A research conducted by astrophysicists at Durham University in the UK had suggested that the Milky Way galaxy will dramatically collide with a nearby satellite galaxy– the Large Magellanic Cloud (LMC), which is around 163,000 light-years from us. Even though the collision of the two galaxies is supposed to result in the awakening of a black hole, currently, the interaction between the two is not proving to be destructive at all.
It is believed that the LMC is rich in dark matter, which makes its mass considerably larger. It was predicted that the collision of the two will be catastrophic and end up in a black hole at the heart of Milky Way. However, for now, the interaction of LMC with Milky Way is creating new stars.
Researchers looked for rare blue stars and the clusters of stars that move along with them in our galaxy using data from the Gaia spacecraft. Once they identified and removed known star clusters, they found one remaining cluster on the far edges of the Milky Way, which has not been spotted before.
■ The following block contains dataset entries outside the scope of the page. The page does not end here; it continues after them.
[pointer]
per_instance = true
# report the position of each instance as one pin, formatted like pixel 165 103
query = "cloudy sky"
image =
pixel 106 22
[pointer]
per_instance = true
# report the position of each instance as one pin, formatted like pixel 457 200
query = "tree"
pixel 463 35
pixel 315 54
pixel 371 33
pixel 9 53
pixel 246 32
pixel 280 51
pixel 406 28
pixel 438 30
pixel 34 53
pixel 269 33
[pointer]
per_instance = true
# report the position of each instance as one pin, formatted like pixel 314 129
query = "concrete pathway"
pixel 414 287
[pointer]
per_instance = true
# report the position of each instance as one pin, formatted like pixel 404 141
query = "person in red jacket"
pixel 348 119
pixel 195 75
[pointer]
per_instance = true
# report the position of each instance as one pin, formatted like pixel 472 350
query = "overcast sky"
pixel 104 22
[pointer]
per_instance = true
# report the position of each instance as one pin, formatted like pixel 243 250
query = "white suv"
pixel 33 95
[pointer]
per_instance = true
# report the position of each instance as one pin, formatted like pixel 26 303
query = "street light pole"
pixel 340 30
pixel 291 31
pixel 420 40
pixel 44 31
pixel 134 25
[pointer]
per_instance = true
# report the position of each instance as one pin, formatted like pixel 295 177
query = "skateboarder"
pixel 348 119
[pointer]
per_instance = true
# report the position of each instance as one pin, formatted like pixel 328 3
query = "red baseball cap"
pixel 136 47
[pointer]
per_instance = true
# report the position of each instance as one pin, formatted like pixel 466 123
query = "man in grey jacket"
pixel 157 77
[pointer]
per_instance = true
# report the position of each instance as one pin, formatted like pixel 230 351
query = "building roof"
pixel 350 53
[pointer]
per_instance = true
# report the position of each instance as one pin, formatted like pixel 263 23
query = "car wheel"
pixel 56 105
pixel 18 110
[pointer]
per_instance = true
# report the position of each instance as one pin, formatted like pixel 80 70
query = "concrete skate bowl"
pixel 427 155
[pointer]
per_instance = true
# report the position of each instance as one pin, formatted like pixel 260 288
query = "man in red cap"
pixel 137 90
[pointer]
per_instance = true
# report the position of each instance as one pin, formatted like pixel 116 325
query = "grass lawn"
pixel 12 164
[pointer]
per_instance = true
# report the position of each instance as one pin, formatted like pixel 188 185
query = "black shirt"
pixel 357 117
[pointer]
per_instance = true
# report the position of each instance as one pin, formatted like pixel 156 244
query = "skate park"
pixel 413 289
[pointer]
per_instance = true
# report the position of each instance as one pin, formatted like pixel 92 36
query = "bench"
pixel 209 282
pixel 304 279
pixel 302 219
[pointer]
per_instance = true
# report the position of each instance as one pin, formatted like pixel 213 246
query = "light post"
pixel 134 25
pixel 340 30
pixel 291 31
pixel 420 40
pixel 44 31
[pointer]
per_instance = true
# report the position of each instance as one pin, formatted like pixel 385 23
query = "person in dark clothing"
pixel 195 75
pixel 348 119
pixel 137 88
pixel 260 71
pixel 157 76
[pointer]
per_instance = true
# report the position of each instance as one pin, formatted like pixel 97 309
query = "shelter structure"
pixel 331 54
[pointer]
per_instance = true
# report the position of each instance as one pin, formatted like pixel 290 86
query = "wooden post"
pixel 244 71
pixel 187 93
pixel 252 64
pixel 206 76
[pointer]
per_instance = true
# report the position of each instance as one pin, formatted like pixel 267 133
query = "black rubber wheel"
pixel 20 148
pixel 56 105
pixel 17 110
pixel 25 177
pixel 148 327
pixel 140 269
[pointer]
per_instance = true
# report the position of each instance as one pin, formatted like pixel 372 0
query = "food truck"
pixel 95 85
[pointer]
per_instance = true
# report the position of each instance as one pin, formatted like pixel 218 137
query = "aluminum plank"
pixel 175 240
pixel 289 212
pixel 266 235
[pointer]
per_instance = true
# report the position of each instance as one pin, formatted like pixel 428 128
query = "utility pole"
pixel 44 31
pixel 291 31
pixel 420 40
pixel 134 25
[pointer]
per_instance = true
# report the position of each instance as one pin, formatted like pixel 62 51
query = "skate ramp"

“It’s really, really far away,” a research fellow at the Flatiron Institute’s Center for Computational Astrophysics in New York City and the primary discoverer, Adrian Price-Whelan, said in a statement. “It’s further than any known young stars in the Milky Way, which are typically in the disk. So right away, I was like, ‘Holy smokes, what is this?’”
Researchers analysed the elements found in the stars in the cluster to realize that the cluster was likely formed from particles found outside of our galaxy. Since the mystery cluster is located near to a river of gas called the Magellanic Stream that flows from the Large and Small Magellanic Clouds and reaches toward the Milky Way, they believe these other galaxies are the source of the materials which formed the stars.
“This is a puny cluster of stars — less than a few thousand in total — but it has big implications beyond its local area of the Milky Way,” Price-Whelan said. One implication is that the LMC might be closer to the Milky Way than previously believed.
“If the Magellanic Stream is closer, especially the leading arm closest to our galaxy, then it’s likely to be incorporated into the Milky Way sooner than the current model predicts,” David Nidever, assistant professor of physics at Montana State University in Bozeman, said in the statement. “Eventually, that gas will turn into new stars in the Milky Way’s disk. Right now, our galaxy is using up gas faster than its being replenished. This extra gas coming in will help us replenish that reservoir and make sure that our galaxy continues to thrive and form new stars.”